Dopo il nostro primo spettacolo, al gruppo di critici-attivisti votati all'abbattimento del sistema, venne in mente un'altra idea. Fu presa nel corso di una serata alcolica (in cui vennero commessi diversi errori sulla scelta degli alcolici). Trascorsero diverse ore su una nota petulante e noiosa, ma anche alla verso la fine la serata si accese e ritornò il buonumore della sommossa artistica. L'idea era di mettere in scena Il suono giallo di Kandinskij, confinando gli spettatori in uno spazio ristretto, per poi gettare loro addosso una valanga di stimolazioni sensoriali, in una sorta di realtà virtiale ante litteram, che tenesse anche conto della lezione di Artaud. Annichilire gli spettatori e rimandarli a casa (forse) cambiati per sempre.
Dov'era finito quell'Archi? Ci servirebbe proprio. Funziona. Cominciammo a chiedere in giro. Pare che frequentasse i vernissage di tutte le mostre che si inauguravano a Roma e dintorni, a prescindere dalla tendenza dell'artista. Lo scopo era alimentarsi e bere a sbafo. Archi si definiva "critico" di diverse testate (perlopiù inventate per non incappare in colleghi indesiderati) e fogli ciclostilati, ma anche e soprattutto un critico verbale. Era un'idea geniale. Il critico verbale era una specie di profeta, che quasi sempre non scriveva affatto, ma destinava le proprie considerazioni soltanto alla parola, sull'esempio di alcuni filosofi e profeti di chiara fama. Andava nei bar e in altri ritrovi di artisti. Una sorta di tazebao fonetico, che non lasciava traccia, se non nella memoria dei presenti. In questo modo, riusciva a incamerare un discreto apporto calorico e a strare al caldo e in compagnia per un po'. L'aspetto, il fisico, i lunghi silenzi rendevano la storia verosimile. Se c'era un solo critico verbale al mondo, questi era non poteva che essere Archi.
La vera svolta nell'esistenza grama di questo oscuro personaggio di contorno avvenne una sera, nel corso dell'inaugurazione di una mostra di Tano Festa. Tanta gente, molti giovani artisti e critici, attrici, mercanti, galleristi. Archi si era già collocato in prossimità del buffet, in modo studiatamente accidentale, fingendo di ascoltare le chiacchiere dei presenti, lui, che non mangiava da due giorni. Qualcuno lo prese di petto, forse troppo, rivolgendogli una domanda diretta su un tema che poteva essere l'identità sociale dell'artista rispetto alla sua opera, o forse il modo di interpretare la genuinità di uno stile o di alcune procedure tecniche in base a ciò che un'artista dice o, ancora meglio, vive. Stranamente, si fece silenzio. Forse la figura di Archi aveva sollevato troppi interrogativi. Chi era e cosa voleva? Non si era mai visto alle lezioni di Argan alla Sapienza, non era un artista, non si sapeva a quali riviste collaborasse. Fu un gesto in qualche modo crudele: il branco dell'arte contemporanea che fruga tra le sue pieghe alla ricerca dell'intruso, espressione autoimmunitaria di un mondo insopportabile (di odi secolari, cinismo, carrierismo) in cui tutti vogliono essere protagonisti, totalmente artificioso nelle sue modalità: il mondo che Archi avrebbe combattutto con tutte le forze.
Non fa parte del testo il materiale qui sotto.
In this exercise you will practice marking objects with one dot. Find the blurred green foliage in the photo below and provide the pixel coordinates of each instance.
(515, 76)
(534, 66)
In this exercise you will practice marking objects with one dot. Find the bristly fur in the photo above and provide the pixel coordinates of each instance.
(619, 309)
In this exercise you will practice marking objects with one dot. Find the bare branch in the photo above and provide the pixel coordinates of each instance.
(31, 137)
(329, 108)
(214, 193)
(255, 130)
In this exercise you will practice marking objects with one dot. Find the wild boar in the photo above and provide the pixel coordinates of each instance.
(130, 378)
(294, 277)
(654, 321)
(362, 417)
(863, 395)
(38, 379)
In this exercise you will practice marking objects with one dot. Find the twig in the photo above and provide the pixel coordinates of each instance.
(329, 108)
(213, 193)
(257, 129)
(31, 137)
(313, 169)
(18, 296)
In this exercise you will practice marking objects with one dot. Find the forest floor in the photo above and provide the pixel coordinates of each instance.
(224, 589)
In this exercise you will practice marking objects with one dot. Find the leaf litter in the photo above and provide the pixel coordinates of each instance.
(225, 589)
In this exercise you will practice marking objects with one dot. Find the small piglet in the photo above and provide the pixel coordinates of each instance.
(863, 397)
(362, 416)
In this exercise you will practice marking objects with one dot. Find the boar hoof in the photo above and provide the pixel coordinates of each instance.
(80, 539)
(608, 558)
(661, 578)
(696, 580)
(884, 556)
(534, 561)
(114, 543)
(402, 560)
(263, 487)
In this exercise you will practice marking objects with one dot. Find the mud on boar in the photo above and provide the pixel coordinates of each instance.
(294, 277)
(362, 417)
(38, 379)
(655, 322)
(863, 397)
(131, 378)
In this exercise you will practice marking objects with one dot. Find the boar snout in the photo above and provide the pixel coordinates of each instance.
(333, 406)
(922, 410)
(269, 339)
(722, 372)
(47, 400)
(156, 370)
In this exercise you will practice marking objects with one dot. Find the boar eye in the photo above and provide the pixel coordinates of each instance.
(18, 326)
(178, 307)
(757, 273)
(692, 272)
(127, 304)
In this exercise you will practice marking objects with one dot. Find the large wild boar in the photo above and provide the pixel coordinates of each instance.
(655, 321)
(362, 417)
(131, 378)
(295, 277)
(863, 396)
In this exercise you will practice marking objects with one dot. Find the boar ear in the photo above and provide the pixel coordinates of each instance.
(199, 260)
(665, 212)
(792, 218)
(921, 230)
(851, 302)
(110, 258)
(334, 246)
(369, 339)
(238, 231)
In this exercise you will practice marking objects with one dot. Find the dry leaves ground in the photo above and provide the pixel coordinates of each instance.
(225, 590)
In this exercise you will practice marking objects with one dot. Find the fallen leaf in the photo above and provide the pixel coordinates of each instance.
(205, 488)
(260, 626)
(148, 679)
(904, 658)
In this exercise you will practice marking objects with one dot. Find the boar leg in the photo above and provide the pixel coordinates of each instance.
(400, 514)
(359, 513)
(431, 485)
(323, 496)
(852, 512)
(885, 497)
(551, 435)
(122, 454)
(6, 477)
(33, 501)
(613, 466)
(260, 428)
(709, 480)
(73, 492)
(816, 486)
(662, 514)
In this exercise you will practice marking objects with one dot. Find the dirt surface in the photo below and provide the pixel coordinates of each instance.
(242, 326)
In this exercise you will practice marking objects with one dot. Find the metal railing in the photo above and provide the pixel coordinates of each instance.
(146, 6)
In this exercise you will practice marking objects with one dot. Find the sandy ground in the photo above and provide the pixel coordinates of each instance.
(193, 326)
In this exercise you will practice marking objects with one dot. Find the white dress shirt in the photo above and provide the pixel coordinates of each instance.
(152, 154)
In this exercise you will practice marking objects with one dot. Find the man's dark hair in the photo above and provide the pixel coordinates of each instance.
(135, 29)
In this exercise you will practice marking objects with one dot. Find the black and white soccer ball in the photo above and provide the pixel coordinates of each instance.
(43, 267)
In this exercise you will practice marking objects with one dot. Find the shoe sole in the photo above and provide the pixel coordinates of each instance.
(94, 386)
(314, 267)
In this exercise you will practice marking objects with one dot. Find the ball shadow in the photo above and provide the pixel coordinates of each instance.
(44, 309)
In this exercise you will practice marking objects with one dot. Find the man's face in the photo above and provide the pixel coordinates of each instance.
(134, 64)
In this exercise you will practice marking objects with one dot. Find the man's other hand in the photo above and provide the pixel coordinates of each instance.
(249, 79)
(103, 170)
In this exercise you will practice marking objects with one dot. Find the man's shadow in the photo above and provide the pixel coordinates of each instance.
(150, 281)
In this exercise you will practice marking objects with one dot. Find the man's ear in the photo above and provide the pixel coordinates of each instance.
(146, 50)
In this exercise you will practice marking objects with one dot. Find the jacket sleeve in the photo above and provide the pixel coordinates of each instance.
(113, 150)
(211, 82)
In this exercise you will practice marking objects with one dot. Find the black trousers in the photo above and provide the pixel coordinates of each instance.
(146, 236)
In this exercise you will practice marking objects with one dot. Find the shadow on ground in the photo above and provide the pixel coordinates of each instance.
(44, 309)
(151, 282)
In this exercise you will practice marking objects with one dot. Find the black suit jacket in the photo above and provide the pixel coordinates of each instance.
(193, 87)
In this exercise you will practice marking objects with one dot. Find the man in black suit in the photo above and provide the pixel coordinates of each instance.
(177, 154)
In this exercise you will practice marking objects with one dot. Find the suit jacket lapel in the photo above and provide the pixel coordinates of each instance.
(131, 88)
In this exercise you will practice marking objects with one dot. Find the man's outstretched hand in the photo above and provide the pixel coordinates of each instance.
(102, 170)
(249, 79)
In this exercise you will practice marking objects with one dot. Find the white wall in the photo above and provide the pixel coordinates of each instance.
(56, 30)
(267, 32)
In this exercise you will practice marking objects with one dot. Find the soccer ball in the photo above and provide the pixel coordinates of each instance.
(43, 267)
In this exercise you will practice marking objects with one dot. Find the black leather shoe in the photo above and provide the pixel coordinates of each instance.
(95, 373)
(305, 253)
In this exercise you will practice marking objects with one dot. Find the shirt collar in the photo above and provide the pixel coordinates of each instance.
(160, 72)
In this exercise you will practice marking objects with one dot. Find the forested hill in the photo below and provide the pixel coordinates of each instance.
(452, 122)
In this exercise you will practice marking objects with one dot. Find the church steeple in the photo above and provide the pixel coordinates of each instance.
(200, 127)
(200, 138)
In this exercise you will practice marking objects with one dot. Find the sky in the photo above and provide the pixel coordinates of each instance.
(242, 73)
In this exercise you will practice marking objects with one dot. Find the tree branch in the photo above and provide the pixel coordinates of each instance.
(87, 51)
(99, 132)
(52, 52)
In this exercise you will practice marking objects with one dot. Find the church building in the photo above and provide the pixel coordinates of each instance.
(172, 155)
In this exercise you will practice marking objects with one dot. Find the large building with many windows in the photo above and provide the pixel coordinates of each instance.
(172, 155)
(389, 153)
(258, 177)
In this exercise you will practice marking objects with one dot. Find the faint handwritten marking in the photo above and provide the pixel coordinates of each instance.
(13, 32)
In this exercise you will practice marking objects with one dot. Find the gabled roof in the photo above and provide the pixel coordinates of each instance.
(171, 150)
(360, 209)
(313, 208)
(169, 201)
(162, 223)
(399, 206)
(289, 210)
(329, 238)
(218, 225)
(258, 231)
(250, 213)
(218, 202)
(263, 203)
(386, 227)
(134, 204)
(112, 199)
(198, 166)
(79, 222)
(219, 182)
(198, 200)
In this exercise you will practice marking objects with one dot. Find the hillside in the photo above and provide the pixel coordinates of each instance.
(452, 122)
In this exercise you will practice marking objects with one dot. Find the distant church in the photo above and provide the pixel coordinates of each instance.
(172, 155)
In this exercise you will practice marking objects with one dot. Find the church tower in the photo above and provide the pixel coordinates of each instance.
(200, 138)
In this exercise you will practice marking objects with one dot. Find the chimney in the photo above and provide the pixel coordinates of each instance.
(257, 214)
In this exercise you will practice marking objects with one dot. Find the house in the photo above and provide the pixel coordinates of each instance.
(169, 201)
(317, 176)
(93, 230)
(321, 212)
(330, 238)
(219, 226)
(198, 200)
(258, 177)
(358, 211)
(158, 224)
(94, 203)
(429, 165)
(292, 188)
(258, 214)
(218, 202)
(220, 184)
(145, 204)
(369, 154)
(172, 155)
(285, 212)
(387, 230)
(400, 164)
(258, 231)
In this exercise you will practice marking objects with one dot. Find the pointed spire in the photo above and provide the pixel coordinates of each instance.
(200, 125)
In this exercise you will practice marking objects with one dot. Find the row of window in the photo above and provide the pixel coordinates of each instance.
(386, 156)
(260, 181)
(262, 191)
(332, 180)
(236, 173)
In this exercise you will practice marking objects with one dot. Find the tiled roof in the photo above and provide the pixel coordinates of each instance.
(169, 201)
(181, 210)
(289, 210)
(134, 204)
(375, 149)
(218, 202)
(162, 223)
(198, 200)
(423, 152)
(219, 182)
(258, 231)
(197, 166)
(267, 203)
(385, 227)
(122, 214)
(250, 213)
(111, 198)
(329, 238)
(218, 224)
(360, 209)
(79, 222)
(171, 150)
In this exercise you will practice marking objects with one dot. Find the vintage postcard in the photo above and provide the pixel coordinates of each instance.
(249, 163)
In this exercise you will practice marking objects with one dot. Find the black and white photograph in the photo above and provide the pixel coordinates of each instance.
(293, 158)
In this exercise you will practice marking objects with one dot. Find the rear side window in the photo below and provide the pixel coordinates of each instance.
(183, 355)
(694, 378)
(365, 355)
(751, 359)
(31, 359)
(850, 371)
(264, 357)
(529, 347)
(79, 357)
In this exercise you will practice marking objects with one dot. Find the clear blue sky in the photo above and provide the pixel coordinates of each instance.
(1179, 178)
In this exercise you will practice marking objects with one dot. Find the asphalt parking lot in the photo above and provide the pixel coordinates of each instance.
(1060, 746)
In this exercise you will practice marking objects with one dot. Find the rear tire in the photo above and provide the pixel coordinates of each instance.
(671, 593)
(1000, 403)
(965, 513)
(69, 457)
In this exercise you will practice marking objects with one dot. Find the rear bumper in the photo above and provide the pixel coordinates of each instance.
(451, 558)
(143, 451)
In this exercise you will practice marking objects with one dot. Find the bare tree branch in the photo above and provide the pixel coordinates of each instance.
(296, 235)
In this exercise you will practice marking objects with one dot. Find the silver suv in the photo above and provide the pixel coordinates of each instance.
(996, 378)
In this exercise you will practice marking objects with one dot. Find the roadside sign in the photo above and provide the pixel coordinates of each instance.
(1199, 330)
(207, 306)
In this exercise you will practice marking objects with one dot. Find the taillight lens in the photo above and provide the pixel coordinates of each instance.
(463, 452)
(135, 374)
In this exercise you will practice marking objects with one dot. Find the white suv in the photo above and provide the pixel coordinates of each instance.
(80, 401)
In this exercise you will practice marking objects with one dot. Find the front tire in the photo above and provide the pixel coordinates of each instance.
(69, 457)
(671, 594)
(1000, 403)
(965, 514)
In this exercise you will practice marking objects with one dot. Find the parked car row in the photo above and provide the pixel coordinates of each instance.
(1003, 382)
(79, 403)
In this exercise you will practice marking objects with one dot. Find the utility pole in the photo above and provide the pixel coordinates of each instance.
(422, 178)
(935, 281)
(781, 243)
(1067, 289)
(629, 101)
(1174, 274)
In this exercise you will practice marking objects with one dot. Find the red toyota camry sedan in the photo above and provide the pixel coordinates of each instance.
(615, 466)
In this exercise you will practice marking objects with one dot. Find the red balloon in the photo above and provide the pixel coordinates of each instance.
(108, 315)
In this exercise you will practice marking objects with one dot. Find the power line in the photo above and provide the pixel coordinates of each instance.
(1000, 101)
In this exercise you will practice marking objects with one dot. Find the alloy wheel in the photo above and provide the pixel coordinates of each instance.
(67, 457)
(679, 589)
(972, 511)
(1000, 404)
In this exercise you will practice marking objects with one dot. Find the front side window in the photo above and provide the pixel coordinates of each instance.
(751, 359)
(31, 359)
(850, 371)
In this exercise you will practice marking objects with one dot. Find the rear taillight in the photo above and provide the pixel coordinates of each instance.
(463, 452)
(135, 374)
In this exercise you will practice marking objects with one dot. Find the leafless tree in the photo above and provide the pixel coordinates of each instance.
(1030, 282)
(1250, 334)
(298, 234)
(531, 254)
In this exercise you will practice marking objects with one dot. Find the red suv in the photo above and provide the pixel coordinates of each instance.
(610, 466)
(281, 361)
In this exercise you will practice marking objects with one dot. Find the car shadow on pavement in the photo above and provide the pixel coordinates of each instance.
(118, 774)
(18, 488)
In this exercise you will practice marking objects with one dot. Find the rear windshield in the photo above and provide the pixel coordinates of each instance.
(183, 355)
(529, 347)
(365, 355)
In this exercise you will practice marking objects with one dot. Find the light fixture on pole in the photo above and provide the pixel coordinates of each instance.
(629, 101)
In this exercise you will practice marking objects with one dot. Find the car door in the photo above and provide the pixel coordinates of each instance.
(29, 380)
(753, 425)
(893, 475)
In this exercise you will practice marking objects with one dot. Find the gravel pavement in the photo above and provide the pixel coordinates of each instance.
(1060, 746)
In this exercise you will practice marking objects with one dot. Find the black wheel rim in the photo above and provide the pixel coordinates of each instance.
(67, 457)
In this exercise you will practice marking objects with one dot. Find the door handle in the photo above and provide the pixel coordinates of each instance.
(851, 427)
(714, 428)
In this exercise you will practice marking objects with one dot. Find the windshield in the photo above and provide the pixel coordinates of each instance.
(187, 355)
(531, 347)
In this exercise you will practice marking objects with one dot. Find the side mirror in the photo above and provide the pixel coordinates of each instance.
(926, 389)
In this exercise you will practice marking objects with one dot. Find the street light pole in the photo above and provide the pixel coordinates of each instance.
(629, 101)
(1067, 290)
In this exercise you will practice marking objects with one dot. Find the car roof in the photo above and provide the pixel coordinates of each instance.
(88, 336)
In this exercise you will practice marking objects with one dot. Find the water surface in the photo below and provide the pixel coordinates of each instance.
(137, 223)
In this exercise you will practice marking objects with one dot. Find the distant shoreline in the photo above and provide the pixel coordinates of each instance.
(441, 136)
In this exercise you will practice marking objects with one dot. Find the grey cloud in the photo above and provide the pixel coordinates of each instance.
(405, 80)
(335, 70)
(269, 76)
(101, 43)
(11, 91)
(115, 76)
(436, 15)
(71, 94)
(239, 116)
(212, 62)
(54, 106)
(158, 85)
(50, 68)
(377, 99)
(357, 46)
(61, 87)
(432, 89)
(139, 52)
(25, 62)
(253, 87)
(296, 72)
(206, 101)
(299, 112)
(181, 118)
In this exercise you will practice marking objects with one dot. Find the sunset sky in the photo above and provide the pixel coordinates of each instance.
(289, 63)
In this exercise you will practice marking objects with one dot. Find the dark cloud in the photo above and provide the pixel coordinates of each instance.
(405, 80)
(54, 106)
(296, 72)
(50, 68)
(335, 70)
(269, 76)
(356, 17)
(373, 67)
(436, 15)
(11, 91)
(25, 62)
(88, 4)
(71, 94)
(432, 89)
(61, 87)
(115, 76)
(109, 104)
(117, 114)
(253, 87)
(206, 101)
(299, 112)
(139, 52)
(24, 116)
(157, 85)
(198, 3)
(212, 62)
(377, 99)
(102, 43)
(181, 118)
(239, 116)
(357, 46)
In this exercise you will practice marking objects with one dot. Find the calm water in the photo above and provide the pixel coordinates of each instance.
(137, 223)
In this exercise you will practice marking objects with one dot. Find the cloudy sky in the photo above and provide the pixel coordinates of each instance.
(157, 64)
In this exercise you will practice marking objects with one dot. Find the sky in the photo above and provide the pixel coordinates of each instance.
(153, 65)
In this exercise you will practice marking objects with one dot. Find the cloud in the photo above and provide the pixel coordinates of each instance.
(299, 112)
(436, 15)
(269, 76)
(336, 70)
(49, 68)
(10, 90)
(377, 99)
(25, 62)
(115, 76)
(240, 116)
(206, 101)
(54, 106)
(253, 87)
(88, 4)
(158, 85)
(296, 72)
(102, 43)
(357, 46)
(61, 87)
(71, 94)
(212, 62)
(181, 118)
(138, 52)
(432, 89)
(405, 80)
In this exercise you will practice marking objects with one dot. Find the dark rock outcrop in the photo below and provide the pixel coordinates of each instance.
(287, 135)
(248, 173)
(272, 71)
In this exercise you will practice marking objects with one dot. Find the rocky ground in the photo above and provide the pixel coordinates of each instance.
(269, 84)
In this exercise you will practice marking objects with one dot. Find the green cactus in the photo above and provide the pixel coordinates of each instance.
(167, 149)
Il silenzio avvolse i presenti per una decina di secondi, con la sua pesantezza insopportabile. Archi mosse lentamente un sopracciglio, socchiuse la bocca e profferì scandendo bene le parole, ma non troppo ritmicamente: "La vita è performance".
Scoppio un boato. Archi divenne per acclamazione la spina nel fianco di tutto, l'incarnazione del profeta che annuncia morte e distruzione dell'arte e dei suoi meccanismi, per cui è meglio tenerselo buono, vicino, come un barometro da guardare nel momento in cui ti stanno venendo dei dubbi sulla sopravvivenza di un sistema totalmente falso e basato sull'economia, che però ti fa comodo abitare. La vita è performance, l'arte non può esserlo. Non c'è bisogno di fare arte, perché la fai vivendo; certo, vivendo in un certo modo, il modo che consideri artistico, non quello artigianale e neanche quello industriale o burocratico. La vita è performance. Quell'uomo ci serviva: Il suono giallo avrebbe avuto un indiscusso protagonista. Ma non riuscivamo a rintracciarlo.